Assistíamos a segunda banda da noite, éramos um grupo fragmentado. Na banda Calibre 38 tinha um vocalista, o Fabio; dois guitarristas, Santiago e Felipe; o cachaceiro baterista, Jeferson; e o novato, Palhaço, o maluco que tocava baixo. Algumas meninas acompanhadas, completavam um pedaço e no outro estilhaço, o Willian, um amigo mais próximo, que estava tão deslocado quanto eu.

— E aí? — O Jeferson queria saber o que eu tinha achado da cachaça.

— Nada mal — respondi depois de um engasgo.

Ele gargalhou feito um porco. Vi um piercing naquela língua obscena. Fiquei constrangido. Então dei outro gole. Esse, detestei menos. Legal. Arrisquei outro. O copo esvaziou e logo ele esticou a garrafa. Copo cheio de novo.

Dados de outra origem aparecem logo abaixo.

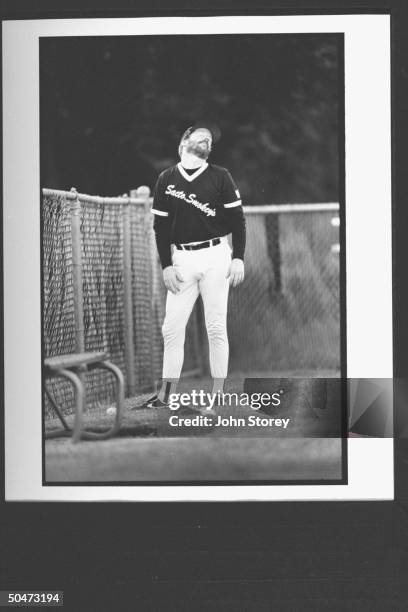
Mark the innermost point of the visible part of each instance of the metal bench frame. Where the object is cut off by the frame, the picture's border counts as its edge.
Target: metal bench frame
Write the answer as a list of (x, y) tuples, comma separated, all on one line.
[(59, 367)]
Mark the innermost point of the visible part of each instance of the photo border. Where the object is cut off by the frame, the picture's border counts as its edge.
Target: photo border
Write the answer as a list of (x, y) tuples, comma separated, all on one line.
[(350, 442)]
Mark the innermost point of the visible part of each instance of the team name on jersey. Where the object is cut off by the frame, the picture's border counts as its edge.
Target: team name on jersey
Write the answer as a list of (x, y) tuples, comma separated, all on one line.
[(190, 199)]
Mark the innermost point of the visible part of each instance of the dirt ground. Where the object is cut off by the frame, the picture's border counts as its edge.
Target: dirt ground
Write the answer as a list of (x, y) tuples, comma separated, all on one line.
[(149, 450)]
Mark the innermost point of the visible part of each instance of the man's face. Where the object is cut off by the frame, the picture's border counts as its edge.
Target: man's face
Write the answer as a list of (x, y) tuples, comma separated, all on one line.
[(199, 143)]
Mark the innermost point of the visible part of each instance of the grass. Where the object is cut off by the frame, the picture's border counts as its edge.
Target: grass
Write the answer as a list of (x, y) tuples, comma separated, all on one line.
[(150, 450)]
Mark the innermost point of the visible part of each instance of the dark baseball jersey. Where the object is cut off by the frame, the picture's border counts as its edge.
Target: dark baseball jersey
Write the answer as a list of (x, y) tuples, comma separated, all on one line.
[(196, 207)]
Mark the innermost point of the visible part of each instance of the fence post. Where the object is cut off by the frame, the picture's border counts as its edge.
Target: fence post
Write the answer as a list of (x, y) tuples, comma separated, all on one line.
[(145, 337), (77, 273), (127, 265)]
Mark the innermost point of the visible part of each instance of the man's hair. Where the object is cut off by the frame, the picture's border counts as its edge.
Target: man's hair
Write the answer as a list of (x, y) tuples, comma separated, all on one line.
[(211, 127)]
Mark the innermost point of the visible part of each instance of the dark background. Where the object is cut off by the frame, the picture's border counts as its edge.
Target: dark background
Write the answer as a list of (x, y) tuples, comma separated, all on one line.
[(113, 110)]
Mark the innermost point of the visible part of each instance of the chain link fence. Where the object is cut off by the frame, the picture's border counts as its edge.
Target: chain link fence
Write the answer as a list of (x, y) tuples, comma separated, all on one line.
[(284, 316)]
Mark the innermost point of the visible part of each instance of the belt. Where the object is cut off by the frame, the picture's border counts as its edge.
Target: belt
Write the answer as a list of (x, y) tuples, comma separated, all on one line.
[(200, 245)]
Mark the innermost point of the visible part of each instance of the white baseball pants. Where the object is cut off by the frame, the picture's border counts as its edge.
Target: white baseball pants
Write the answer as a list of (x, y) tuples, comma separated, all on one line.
[(203, 271)]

A noite prometia mais. Numa rua atrás de um shopping center, havia uma praça decrepita, bancos de concreto esmigalhado, areia para gatos cagarem e um equipamento de som no meio de tudo isso. Ao lado, uma banca de jornal vendia revistas em quadrinhos e pornografia. A segunda banda saiu e o pessoal que veio comigo foi afinar os instrumentos.

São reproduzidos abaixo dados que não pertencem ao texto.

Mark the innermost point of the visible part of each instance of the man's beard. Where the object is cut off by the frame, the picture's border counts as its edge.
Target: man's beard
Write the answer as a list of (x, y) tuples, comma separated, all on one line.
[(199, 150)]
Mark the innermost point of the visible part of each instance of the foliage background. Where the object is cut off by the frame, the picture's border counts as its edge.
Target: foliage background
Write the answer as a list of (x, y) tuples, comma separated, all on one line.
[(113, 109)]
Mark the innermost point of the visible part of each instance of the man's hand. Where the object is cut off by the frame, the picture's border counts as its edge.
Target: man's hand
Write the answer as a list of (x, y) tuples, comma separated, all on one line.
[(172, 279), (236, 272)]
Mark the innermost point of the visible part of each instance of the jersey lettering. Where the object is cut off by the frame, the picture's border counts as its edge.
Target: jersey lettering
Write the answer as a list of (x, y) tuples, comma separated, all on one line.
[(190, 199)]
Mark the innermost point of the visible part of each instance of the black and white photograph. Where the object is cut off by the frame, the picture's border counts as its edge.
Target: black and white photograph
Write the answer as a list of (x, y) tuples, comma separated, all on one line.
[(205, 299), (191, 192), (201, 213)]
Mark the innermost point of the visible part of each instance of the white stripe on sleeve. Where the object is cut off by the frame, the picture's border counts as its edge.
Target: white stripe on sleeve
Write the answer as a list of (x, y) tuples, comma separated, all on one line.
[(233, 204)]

O baterista deixou a garrafa com a namorada. E ela ficou do meu lado, enchendo meu

copo. 

Dessa vez, prestei atenção. Até conhecia algumas músicas autorais da Calibre 38. O barulho começou. Era uma melodia aceitável com uma letra açucarada. Tudo bem, eles diziam que era hardcore, mas todo mundo sabia que era emocore.

Tomei o copo todo. E foi aí que eu entendi. Essa merda ficava melhor a cada golada rápida. 

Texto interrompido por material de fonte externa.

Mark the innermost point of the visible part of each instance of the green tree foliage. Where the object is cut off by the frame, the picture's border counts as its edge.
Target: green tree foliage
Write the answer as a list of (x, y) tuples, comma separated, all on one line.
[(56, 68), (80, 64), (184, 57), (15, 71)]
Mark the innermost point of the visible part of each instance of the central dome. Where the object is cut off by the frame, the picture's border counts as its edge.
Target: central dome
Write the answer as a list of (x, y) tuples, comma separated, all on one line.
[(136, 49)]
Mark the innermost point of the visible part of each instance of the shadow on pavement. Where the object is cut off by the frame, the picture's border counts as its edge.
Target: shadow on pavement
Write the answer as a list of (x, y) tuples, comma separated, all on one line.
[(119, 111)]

— Caio! Tu tá bebendo, cara? — O William apareceu.

— É cachaça… Isso tá ficando bom. — Olhei em volta.

Tinha uns desconhecidos em pé, sacudindo a cabeça. Fiquei de pé. Quase caí. Bebi mais. E finalmente a banda tocou a música que fiquei esperando, Barbie Girl, versão cover do MxPx. Enlouqueci. Porra, o que tava acontecendo? Me sentia capaz de qualquer coisa. A bebida fez isso? Eu começava a entender porque as pessoas bebiam. Um sentimento arrebatador tomou conta. Esqueci da minha mãe, de Deus e do Diabo. Senti o momento, aquela alegria fabricada pela cachaça. Precisei de mais.